Iron regulation of hepatocytes during normal physiological condition versus conditions of hereditary hemochromatosis (HH) or human immunodeficiency virus (HIV) infection. (A) Under normal physiological iron concentration, transferrin-bound iron is taken up upon binding of saturated transferrin to transferrin receptor 1 (TfR1), which is endocytosed and recycled. Fe(III) (indicated in pink) is oxidized to Fe(II) (indicated in blue) in the endosome and is reduced back to Fe(III). Fe(III) then is stored intracellularly by ferritin. TfR1 and transferrin receptor 2 (TfR2) are in competition for High Fe (HFE). When not associated with HFE, TfR2 is endocytosed, ubiquitinated, and thus degraded by the proteasome. This maintains uptake of iron into the hepatocyte. (B) When too much iron is present in the plasma, HFE interacts with TfR2, preventing its ubiquitination. A multiprotein complex consisting of HFE, GPI-anchor HJV, and TfR2 form on the hepatocyte membrane. HJV is the bone morphogenic protein (BMP) co-receptor, which assists in activating hepcidin gene expression via BMP/SMAD signaling. Hepcidin then limits cellular iron intake by promoting degradation of cellular ferritin, as well as downregulating TfR1 expression. (C) In situations where HFE is absent (i.e., HIV or certain mutations in HFE), TfR2 is unable to interact with HFE and is thus degraded.

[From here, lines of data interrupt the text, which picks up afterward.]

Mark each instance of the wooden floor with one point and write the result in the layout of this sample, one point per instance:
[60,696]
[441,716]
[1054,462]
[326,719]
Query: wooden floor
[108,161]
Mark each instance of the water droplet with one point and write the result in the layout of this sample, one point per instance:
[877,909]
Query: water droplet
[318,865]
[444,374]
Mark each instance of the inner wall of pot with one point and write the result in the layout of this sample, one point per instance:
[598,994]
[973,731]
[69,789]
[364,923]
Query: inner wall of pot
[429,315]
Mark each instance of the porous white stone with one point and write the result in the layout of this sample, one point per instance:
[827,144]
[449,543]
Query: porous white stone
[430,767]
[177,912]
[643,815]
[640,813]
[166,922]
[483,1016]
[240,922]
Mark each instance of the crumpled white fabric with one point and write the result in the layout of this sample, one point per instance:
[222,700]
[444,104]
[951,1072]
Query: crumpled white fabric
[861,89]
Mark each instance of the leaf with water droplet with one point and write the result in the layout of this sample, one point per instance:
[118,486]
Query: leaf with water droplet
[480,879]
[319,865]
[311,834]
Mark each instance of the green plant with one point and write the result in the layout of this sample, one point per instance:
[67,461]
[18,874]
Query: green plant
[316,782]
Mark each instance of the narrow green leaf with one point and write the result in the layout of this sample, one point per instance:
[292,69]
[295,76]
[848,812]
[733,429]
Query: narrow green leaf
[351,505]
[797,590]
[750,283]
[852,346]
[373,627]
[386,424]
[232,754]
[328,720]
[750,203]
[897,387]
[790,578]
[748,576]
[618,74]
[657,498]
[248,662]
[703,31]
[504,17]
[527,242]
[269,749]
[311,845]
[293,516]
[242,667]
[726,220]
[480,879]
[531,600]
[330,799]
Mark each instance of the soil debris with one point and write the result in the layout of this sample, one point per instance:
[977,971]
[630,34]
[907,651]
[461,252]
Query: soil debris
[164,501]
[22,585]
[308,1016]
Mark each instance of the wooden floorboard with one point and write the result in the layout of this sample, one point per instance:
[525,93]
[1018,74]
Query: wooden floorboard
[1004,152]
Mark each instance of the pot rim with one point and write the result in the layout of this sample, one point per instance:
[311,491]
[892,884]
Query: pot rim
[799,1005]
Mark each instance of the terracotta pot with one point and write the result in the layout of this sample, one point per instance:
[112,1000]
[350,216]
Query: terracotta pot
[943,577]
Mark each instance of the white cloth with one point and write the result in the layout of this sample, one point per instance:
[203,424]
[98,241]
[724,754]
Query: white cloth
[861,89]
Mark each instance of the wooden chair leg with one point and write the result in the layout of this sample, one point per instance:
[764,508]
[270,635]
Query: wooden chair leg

In states of high physiological iron, TfR2 is unable to mediate hepcidin gene expression. Due to this, cells become iron overloaded labile cell iron (LCI) and non-transferrin-bound labile plasma iron (LPI). These forms of redox-active iron are able to move across cell membranes in a non-regular manner. LCI participates in a Fenton reaction, resulting in overproduction of reactive oxygen species (ROS) that cause lipid peroxidation, protein nitration, and DNA damage. LPI is able to enter other cells irregularly, thus causing even more production of ROS. Eventually, hepcidin production will be triggered due to STAT3 signaling caused by ROS-induced inflammation.